Now, I have been warned well that I should not try to interfere or meddle in the arguments and disputes between Occupy LSX and the City of London Corporation. The case has been heard by a judge and he will make judgement in due course. I am not well positioned to be involved in this, and, to be honest the dispute between Occupy and the Corporation is outside the remit of Church Peace.
Yet the situation as regards Occupy LSX’s relations with St. Paul’s Cathedral is of my concern: I am a member of the Church of England and a member of the Universal Church, if not prominent or well-known.
I have a great concern that the Church, and St. Paul’s in particular, should not assume the role of oppressor. If anything, the Church should be in the position of being the oppressed, for it is in being persecuted by wicked men that we are conformed to the sufferings of Christ and become more like Him. The Church should not be in cahoots with those who would oppress, whether that oppression is violent, vitriolic or financial: a Biblical imperative which the Rev. Giles Fraser would probably be quite sympathetic to.
As such, I am saddened that the registrar of St. Paul’s Cathedral decided to give evidence in support of the City’s eviction plans.
Jesus, the Man and God whom St. Paul’s represents, was born into this world as a poor and rejected child. Born to a woman who it was presumed had been immoral, turned away by everyone in Bethlehem despite being heavily pregnant until finally a kindly inn-keeper gave an outside shed as a maternity ward, so poor that at his circumcision dedication service His earthly parents gave the pauper’s sacrificial offering. If anything the Occupy LSX camp with it’s lowly position yet high ideals is closer to the meaning of Christ’s life than the majestic church of Christopher Wren.
Yet we must also be careful. Although many regarded Jesus as a rebel in His time, He never engaged in lawlessness. Lawlessness is a deceitful threat that accompanies the Occupy movement, even if that threat is consciously rejected and not knowingly followed. Lawlessness must be rejected and eschewed. Government is not a generally and intrinsically evil institution. The laws, traditions and institutions of the UK are in desperate need of radical reform, yet I do not believe a forceful and ill-thought out revolution is the answer, even if that force is largely peaceful. That is my view.
Occupy LSX has stood for over three months, and much has been acheived. Ultimately, though, the wickedness of men both oppressors and protestors cannot be dealt with by reforms or revolution. The fundamental reform and revolution must be in our hearts, and that can only come through Jesus Christ, the Cross and the Resurrection.
Solution to Occupy LSX at St. Paul’s
With that preamble said and the admission that St. Paul’s has found itself in an almost impossible position, I would like to make a tentative proposal for a possible solution to the impasse.
Occupy should not disappear. It has an important role. Yet a semi-permanent camp is not practicable for a working city and a working cathedral. Also, the occupiers themselves would be well-advised to maintain family, work and friendship links outside of the Occupy camp and technological communication.

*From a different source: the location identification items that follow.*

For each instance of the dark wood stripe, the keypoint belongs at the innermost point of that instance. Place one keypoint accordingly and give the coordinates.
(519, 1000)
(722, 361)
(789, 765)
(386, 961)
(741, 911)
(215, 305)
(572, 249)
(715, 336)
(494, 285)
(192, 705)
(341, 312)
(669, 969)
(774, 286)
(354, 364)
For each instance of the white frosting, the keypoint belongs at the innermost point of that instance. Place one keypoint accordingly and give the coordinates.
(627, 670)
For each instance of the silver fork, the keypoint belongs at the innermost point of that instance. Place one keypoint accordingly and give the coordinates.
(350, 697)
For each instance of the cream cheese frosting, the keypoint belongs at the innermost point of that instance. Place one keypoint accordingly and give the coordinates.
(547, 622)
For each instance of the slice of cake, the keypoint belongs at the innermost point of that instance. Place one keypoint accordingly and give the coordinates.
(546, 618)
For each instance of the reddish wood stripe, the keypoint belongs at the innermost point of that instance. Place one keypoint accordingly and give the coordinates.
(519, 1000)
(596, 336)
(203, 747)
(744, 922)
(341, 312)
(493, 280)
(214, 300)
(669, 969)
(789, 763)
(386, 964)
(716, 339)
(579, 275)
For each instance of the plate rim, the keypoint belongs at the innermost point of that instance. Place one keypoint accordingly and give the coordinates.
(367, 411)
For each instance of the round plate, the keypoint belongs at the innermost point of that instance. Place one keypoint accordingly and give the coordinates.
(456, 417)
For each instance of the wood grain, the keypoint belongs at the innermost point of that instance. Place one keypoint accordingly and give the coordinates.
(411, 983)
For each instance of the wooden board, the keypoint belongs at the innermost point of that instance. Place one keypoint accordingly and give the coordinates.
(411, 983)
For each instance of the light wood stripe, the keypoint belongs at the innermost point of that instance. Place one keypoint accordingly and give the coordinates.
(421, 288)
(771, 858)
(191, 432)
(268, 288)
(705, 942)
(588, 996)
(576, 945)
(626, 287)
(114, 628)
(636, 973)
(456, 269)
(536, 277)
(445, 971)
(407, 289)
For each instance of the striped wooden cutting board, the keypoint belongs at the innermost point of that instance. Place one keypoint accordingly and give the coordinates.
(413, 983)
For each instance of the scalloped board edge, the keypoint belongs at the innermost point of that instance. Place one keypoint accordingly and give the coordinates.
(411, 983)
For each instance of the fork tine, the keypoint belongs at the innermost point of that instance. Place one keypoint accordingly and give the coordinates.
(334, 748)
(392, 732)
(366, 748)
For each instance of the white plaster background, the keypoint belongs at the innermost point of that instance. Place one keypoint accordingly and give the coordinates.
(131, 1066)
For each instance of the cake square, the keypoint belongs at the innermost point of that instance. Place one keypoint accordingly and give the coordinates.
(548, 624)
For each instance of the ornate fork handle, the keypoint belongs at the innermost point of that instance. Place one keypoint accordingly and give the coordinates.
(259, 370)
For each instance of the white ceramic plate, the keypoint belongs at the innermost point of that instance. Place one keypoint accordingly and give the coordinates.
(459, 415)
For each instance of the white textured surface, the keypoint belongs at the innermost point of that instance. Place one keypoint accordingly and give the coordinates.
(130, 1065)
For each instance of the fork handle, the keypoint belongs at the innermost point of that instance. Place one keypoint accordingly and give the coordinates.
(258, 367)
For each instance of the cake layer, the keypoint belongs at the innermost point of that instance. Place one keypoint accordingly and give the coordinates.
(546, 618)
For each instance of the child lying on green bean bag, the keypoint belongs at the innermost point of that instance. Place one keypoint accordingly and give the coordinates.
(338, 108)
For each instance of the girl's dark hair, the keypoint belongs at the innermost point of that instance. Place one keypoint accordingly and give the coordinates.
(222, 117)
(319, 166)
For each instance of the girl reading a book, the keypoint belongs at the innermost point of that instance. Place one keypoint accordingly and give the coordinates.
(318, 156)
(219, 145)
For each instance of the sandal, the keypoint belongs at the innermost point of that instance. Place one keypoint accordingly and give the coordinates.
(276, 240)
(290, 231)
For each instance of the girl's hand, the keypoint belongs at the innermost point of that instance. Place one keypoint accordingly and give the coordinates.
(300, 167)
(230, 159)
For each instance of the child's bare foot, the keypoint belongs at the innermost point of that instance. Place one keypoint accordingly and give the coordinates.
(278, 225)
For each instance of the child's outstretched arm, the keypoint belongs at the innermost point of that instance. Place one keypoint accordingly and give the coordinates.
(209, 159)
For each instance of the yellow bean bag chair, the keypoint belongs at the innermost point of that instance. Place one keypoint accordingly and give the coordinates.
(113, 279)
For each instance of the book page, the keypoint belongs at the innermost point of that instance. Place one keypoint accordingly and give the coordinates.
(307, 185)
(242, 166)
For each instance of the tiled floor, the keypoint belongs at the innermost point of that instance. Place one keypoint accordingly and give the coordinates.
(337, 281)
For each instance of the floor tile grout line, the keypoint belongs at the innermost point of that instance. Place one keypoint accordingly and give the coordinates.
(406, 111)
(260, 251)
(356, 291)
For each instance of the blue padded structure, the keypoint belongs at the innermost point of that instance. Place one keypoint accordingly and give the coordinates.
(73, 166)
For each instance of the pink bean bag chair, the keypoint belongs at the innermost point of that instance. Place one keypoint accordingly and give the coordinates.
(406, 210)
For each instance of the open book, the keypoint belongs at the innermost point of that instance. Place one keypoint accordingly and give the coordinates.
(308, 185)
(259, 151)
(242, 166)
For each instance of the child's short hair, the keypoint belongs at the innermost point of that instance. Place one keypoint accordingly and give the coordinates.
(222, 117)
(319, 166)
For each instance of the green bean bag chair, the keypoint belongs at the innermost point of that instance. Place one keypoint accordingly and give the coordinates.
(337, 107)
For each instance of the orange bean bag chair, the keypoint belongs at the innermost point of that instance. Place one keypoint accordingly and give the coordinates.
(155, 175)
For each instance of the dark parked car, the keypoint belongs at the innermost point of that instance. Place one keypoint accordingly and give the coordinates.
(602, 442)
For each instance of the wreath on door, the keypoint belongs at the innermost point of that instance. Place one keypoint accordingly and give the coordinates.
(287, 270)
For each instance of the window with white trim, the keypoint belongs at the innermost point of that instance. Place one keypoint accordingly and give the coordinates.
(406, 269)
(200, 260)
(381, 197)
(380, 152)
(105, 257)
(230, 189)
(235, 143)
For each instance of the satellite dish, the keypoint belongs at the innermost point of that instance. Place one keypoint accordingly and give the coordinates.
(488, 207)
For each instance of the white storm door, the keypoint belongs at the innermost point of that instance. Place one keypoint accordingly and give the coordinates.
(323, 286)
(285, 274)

As such I would like to propose that St. Paul’s could agree to host 2 Occupy events each, and every, year until such a time comes that the aims of Occupy are realised, whether in current form or a form to develop.
The spiritual aspect of Occupy’s aims are important, and as such would it not be a good idea for the Cathedral to host two events each year, at Easter and at Christmas? With that situation, the Christian message of justice tempered with mercy and grace would perhaps find an opening in a disparate group, and the fervour and passion of the occupiers may even shake the Church out of her complacency and cosiness with the established systems. Would it perhaps be an idea for the Occupy camp to host political events and for St. Paul’s to hold spiritual events during these 2 times each year?
Of course, for the movement to remain Occupy there would have to be a camp and a general assembly, but if this was limited to only as many tents as could be safely pitched on St. Paul’s owned land and limited in duration to perhaps a month, then it could possibly be practicable.
There would also need to be a gaining of mutual respect, especially as regards the rather old-fashioned principle of hosts and guests. It would clearly be the case that St. Paul’s Cathedral would host the camps and that the occupiers would be guests, yet the old-fashioned host/guest principle requires the hosts to be servants and the guests those that are honoured.
I shall close this proposal, tentative as it is, by saying that I hope and pray for a peaceful resolution to the situation, whether this particular proposal goes anywhere or not.
And I pray that all involved: City, Cathedral and Occupy, may have a wonderful New Year.